Letters to the editor
To the Editor
We thank Dr Eyuboglu for his interest and important comments on our article The systemic inflammation-based Glasgow Prognostic Score as a prognostic factor in patients with acute failure published by the Journal of Cardiovascular Medicine.
The Glasgow Prognostic Score (GPS) is a simple score combining C-reactive protein and serum albumin concentrations. In our study, we introduced the GPS as a new predictor of the prognoses of patients with acute decompensated failure.1 We focused on C-reactive protein as an inflammatory marker because its concentration is the easiest to determine and is most widely used in general hospitals and/or clinics. However, C-reactive protein level is a ‘rough’ marker to directly determine several conditions, such as a mild-to-moderate elevation of circulating cytokines, infiltration of inflammatory cells in the myocardium, and myocardial fibrosis. Other markers, such as high-sensitivity C-reactive protein, fibrinogen, tumor necrosis factor, or interleukin-6, are more sensitive and useful to directly evaluate myocardial inflammation. C-reactive protein level is a systemic marker that represents the general condition, similarly to serum albumin concentration.

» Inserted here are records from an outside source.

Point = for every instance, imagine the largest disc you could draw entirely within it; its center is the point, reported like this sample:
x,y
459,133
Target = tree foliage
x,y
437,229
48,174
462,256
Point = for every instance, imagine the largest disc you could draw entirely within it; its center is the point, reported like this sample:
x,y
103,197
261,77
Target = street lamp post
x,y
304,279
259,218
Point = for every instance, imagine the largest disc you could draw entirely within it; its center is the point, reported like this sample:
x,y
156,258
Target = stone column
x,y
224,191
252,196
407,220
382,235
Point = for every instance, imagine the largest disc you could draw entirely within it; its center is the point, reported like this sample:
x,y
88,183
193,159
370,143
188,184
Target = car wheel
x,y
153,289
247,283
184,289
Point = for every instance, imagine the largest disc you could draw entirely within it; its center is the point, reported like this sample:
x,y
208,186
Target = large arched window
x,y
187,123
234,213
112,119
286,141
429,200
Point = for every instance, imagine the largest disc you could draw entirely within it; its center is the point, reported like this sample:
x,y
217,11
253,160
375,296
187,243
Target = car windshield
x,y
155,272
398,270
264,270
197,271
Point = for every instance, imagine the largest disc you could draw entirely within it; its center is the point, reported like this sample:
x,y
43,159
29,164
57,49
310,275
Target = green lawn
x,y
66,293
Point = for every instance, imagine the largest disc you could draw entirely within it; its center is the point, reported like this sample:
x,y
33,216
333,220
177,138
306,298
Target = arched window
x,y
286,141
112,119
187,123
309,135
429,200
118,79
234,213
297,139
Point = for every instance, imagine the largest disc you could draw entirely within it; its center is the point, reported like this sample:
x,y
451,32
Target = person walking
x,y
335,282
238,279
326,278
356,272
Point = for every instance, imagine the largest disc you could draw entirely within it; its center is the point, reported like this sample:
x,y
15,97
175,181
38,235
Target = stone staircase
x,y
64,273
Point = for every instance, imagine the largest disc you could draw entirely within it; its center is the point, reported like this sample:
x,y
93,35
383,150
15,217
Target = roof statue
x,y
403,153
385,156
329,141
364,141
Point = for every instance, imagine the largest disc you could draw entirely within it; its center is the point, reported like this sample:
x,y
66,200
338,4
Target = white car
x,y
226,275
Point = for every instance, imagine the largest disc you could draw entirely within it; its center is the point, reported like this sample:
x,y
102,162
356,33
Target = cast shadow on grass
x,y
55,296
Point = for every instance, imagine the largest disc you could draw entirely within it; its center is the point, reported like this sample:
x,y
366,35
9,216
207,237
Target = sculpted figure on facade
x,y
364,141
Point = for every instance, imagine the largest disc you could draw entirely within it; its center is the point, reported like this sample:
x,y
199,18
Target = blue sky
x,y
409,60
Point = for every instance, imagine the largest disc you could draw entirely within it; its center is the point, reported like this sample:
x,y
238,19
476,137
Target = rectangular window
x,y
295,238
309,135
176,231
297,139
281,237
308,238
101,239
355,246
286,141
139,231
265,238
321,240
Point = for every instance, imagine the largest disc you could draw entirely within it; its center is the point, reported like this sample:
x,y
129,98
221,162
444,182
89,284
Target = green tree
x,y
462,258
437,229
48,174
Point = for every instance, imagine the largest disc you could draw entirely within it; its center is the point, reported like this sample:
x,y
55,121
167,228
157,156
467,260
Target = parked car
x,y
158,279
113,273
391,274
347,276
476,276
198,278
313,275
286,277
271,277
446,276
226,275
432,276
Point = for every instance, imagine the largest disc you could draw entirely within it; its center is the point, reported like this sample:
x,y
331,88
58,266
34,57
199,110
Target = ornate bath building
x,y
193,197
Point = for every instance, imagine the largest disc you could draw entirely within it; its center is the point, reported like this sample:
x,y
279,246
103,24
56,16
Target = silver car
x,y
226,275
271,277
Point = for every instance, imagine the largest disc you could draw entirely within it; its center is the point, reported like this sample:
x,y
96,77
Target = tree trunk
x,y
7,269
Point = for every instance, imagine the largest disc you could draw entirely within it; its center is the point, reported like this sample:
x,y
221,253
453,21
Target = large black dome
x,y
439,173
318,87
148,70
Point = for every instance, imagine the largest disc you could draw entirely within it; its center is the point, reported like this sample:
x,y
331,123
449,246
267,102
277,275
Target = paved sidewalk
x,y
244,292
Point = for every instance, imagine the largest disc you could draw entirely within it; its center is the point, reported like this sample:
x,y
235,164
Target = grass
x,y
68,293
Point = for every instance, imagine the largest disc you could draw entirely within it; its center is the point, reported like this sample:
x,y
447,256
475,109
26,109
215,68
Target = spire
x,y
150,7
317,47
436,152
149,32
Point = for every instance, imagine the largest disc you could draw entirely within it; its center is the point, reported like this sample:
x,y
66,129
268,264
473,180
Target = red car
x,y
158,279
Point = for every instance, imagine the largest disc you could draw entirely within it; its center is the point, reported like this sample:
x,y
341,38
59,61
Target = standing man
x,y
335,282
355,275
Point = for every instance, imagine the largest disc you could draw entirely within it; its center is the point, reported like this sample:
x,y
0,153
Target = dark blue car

In our study, we included all patients who had been admitted to our hospital owing to acute decompensated heart failure, and we did not exclude heart failure patients with infectious or collagen diseases or cancers. Accordingly, our population included patients with acute heart failure due to inflammation. Surprisingly, one-third of all patients had more than 1.0 mg/dl C-reactive protein. Many patients with acute decompensated heart failure have complications related to systemic inflammation. This indicates that acute heart failure in daily clinical practice cannot be treated independently from other inflammation-related causes such as bronchitis, pneumonia, and urinary tract infection. We believe that patients should be treated comprehensively.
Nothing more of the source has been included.